Again, I don't understand the reason for overlays when it comes to something like 519. 226 should perhaps be given to Essex, Kent, Lambton, Middlesex and Elgin Counties (and maybe Oxford), and 519 for Brant, Norfolk, Wellington, Waterloo, Huron, Perth, Grey, Bruce, Dufferin Counties. Within a city or tiny region, like 416, overlays make more sense.
 
It is just less effort. Nobody needs to change business cards, signage, contact books, and autodials. I think the phone company and perhaps all industries have simply become uninterested in big re-numbering plans.
 
What is interesting is how the terms 905 and 416 came to be so meaningful when the 905 area code really hasn't been around that long. I can remember it being introduced.
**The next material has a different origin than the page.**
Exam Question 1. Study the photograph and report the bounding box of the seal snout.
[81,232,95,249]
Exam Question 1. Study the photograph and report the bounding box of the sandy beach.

I still have a relic from the time 905 came into being... every kid in my elementary school got a free ruler to illustrate the introduction of the new area code...

P1050610.jpg


P1050611.jpg
 
^^^ Haha. My old elementary school still used those rulers up until at least 2001. I'm going back in a few months and I wouldn't be too surprised if they still use them.
 
I had one of those rulers too! I'm about to change my mobile number from a 416 to a 647, which sucks!
 
Phone number portability comes in March 2007! I'm keeping my cellphone (the contract finally expires this week) until then I'm a free agent, like many other people will. I'll be interested to see what will happen to the market once that happens.